Our theme for the opening was ‘positive living’.  We promote living positively as a means of breaking the taboo and reducing the stigma around HIV. It’s a disease that’s still discussed in hushed tones in certain circumstances; having public figures being tested and singing about HIV on stage and having government ministers dispensing medication all goes towards de-stigmatising HIV. So in this vein, we asked one of our patients – the star of the day, in my eyes – to make a public statement about living positively.

His name is Adam Black. We explained to him that there would be at least two hundred people there and that he would be asked to tell his story to the minister and assembled audience. He was willing; enthusiastic, even.  I met Adam earlier, and he explained his presentation to me. He seemed quietly confident, and he’d even brought along one or two props in his pocket – a true artist – fully prepared for an audio-visual performance. In fact the crowd was nearer a thousand, and I was worried that our speakers would be intimidated by the event. Adam stood in front of the microphone.

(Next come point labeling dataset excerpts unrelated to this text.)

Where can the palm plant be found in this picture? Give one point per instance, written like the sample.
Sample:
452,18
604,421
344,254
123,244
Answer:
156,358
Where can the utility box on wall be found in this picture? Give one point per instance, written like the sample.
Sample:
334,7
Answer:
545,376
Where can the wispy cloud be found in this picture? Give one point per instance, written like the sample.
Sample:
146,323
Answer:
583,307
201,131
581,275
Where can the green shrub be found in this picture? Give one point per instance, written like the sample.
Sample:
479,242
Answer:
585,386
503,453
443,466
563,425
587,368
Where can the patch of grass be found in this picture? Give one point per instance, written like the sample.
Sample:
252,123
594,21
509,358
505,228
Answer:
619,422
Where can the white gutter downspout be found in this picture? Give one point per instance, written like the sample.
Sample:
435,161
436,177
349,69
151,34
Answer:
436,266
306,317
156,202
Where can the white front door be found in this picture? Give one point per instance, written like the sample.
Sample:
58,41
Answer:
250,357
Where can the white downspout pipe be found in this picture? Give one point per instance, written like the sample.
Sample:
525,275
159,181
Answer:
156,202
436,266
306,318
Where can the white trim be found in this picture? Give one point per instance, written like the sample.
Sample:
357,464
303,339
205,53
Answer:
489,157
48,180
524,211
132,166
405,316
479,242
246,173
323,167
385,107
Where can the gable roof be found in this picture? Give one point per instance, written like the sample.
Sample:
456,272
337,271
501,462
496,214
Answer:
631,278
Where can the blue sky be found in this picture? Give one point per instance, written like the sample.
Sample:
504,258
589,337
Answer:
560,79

He took a small rock from his pocket and held it up.

Adam holds up the flower

Adam Black holds up the flower

“When I first had HIV,” he said, “my heart turned to stone. I was too sick to walk – my wife left home – I was sure I was going to die.”

“I tested positive 2 ½ years ago, and I had stone in my heart. But then MSF put me on ART and I felt better – I moved from my bed to a wheelchair to my feet, and then back to work. My wife came back – she tested – and now we’re living positively together. My CD4 count (I’m not going to explain the technicalities – just be impressed by Adam’s knowledge! – PF) went from 170 to more than 550; I went back to work and the stone left my heart.”

Adam now dramatically casts the stone aside and pulls a red and white flower from his pocket.

“This colourful flower represents my life now – beautiful and varied. I’m member of different support groups, and I tell my fellow citizens now to go and get tested...” And then a white flower emerges from the same pocket, “...and this flower is MSF – it saved my life, and it’s pure and good and clean.”

It’s a tough act to follow! Living up to Adam’s image of MSF isn’t going to be easy. But he’s a natural guy, and his story is his own, visual effects included. And it’s a story that came from his now not stony heart!

Thanks Adam – you’ve given me this month’s motivation for another round of management meetings!